Les commandes revenant à un Allemand, la présidence du conseil d’administration retournera dans le camp français: Bodo Uebber cèdera son fauteuil à Arnaud Lagardère. Ce dernier laissera pour sa part son siège d’administrateur à Jean-Claude Trichet, l’ancien président de la Banque centrale européenne. Arnaud Lagardère, dont le groupe est l’un des actionnaires historiques d’EADS, avait déjà partagé la présidence avant que le mode de gouvernance ne soit modifié en 2007.
Ce savant équilibre franco-allemand se diffuse également aux rangs inférieurs. La direction générale d’Airbus, actuellement occupée par Tom Enders, reviendra à Fabrice Brégier. Celui-ci passera la direction opérationnelle à Günter Butschek. La direction financière sera assurée par Harald Wilhelm et les ressources humaines iront à Thierry Baril. D’autres évolutions sont attendues en cascade dans les filiales du groupe.
Cette transition en douceur a été facilitée par les excellents résultats d’EADS. Miné en 2007 par les difficultés du programme A380 et l’affaire des délits d’initiés présumés, le groupe a réussi depuis à détrôner Boeing de son rang de premier constructeur mondial d’avions. Et il est assis sur plus de 11 milliards d’euros de trésorerie nette.
Pour autant, si elle évite un conflit ouvert, cette gouvernance ne règle pas toutes les questions, notamment celle de la répartition du capital.
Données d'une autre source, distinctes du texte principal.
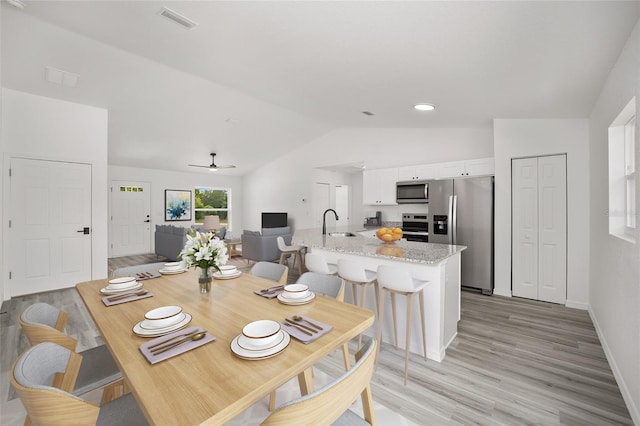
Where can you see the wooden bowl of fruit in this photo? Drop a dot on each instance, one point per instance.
(389, 235)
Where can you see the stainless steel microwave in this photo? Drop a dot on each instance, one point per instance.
(412, 192)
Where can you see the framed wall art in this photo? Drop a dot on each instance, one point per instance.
(177, 205)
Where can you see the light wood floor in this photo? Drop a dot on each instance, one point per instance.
(514, 362)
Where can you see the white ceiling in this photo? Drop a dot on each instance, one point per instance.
(256, 79)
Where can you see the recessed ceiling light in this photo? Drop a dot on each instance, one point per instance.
(424, 107)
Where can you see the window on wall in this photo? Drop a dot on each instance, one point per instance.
(212, 201)
(622, 174)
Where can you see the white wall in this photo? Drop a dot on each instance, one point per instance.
(615, 264)
(281, 184)
(161, 180)
(48, 129)
(526, 138)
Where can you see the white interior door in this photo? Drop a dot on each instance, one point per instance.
(539, 220)
(321, 202)
(524, 184)
(130, 218)
(342, 204)
(50, 225)
(552, 214)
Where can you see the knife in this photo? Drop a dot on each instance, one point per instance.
(125, 295)
(296, 326)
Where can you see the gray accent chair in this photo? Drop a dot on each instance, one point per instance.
(330, 404)
(271, 271)
(42, 322)
(264, 247)
(33, 377)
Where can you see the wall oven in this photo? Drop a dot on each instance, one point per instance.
(412, 192)
(415, 227)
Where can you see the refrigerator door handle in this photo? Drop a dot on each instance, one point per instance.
(453, 212)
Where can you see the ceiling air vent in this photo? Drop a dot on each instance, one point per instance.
(183, 21)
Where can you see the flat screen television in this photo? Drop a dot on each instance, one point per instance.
(274, 220)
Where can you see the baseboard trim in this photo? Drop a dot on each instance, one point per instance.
(622, 385)
(577, 305)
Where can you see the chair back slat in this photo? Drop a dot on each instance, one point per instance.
(327, 404)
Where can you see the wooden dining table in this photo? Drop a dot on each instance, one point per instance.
(209, 384)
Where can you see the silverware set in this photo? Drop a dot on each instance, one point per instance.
(271, 290)
(297, 323)
(166, 345)
(125, 295)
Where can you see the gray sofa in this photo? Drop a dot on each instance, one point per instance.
(170, 239)
(264, 247)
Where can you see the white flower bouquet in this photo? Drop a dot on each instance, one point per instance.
(204, 250)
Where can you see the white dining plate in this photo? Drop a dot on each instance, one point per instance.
(150, 324)
(246, 343)
(289, 301)
(240, 352)
(219, 276)
(107, 290)
(164, 271)
(137, 329)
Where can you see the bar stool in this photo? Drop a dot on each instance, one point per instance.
(286, 250)
(355, 273)
(315, 262)
(396, 280)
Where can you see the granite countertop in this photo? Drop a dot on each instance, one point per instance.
(404, 251)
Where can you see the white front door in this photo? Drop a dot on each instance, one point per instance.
(130, 218)
(539, 220)
(50, 225)
(342, 204)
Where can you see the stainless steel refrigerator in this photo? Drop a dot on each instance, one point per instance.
(461, 212)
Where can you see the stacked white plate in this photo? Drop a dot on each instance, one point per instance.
(296, 294)
(227, 272)
(173, 268)
(259, 340)
(120, 285)
(162, 320)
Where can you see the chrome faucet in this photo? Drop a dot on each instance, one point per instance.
(324, 220)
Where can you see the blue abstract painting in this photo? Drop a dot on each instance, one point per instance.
(177, 205)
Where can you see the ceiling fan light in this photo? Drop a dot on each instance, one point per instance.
(424, 107)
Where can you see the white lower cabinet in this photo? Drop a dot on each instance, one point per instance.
(379, 186)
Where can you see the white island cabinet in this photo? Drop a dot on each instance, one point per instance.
(437, 263)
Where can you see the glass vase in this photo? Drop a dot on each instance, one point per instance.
(204, 280)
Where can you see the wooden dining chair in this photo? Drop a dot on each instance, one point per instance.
(271, 271)
(331, 403)
(42, 322)
(43, 377)
(330, 286)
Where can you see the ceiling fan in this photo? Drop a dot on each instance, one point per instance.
(213, 167)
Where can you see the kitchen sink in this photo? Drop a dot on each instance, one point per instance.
(342, 234)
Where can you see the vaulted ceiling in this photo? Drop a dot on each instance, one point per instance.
(255, 79)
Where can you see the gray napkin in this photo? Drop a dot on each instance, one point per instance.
(305, 338)
(106, 301)
(184, 347)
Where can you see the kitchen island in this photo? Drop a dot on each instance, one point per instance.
(437, 263)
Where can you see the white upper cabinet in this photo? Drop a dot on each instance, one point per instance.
(478, 167)
(422, 172)
(379, 186)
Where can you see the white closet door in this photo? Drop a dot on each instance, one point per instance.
(50, 233)
(524, 182)
(539, 228)
(552, 214)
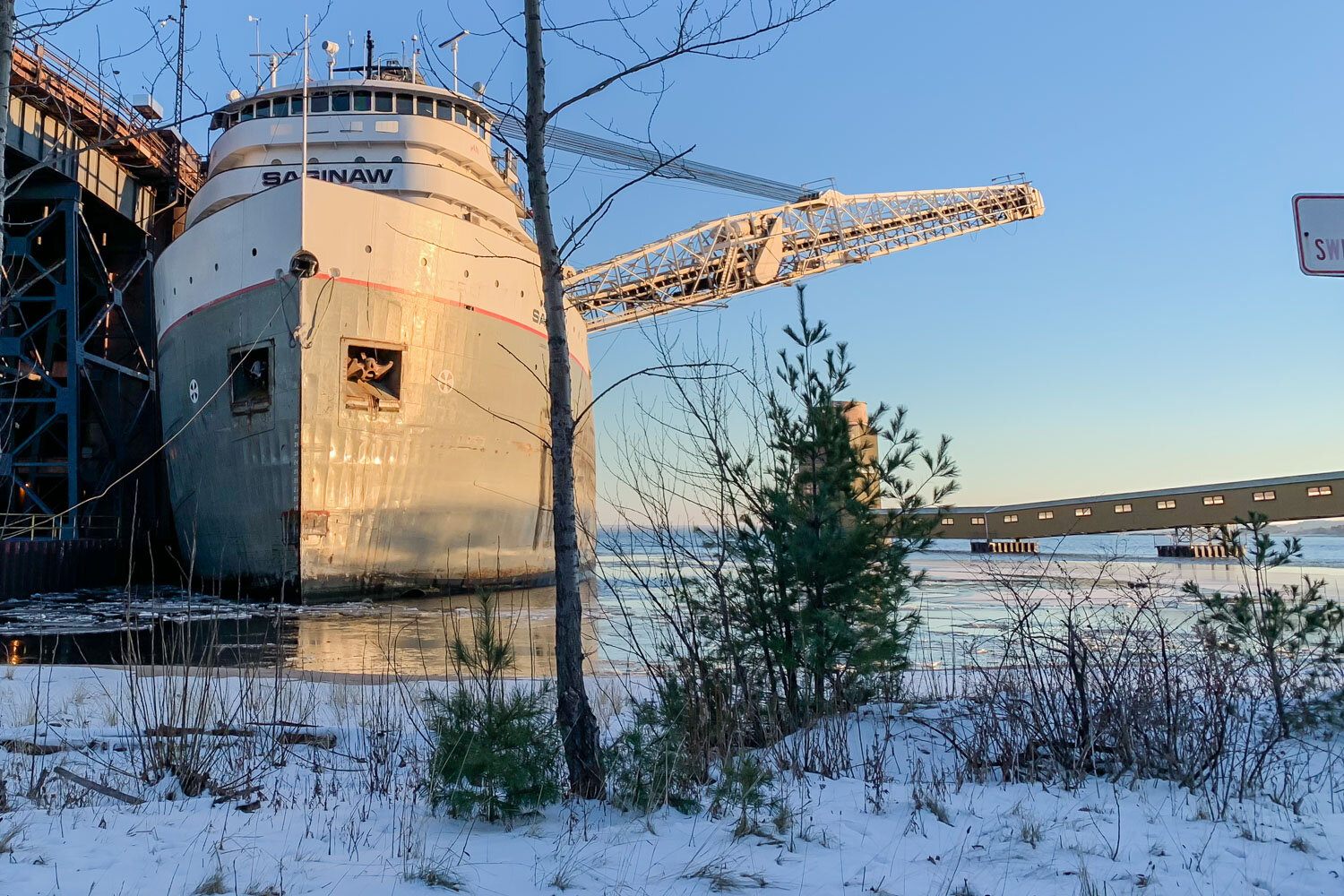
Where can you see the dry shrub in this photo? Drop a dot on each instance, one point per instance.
(1109, 676)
Les dirigeants sont nommés pour cinq ans. Or, Arnaud Lagardère a régulièrement affirmé sa volonté de céder sa participation de 7,5% au capital d’EADS une fois le programme A350 sur les rails, vraisemblablement en 2013, soit bien avant la fin de son mandat. Dans un entretien au Figaro, il rappelle que cette question d’une sortie «n’est pas à l’ordre du jour». De même, Daimler, qui contrôle encore 15% du groupe d’aéronautique, après avoir récemment transféré 7,5% à l’Etat allemand, souhaite s’alléger un peu plus. Des volontés de départ qui posent la question du contrôle du groupe par les Etats français et allemand.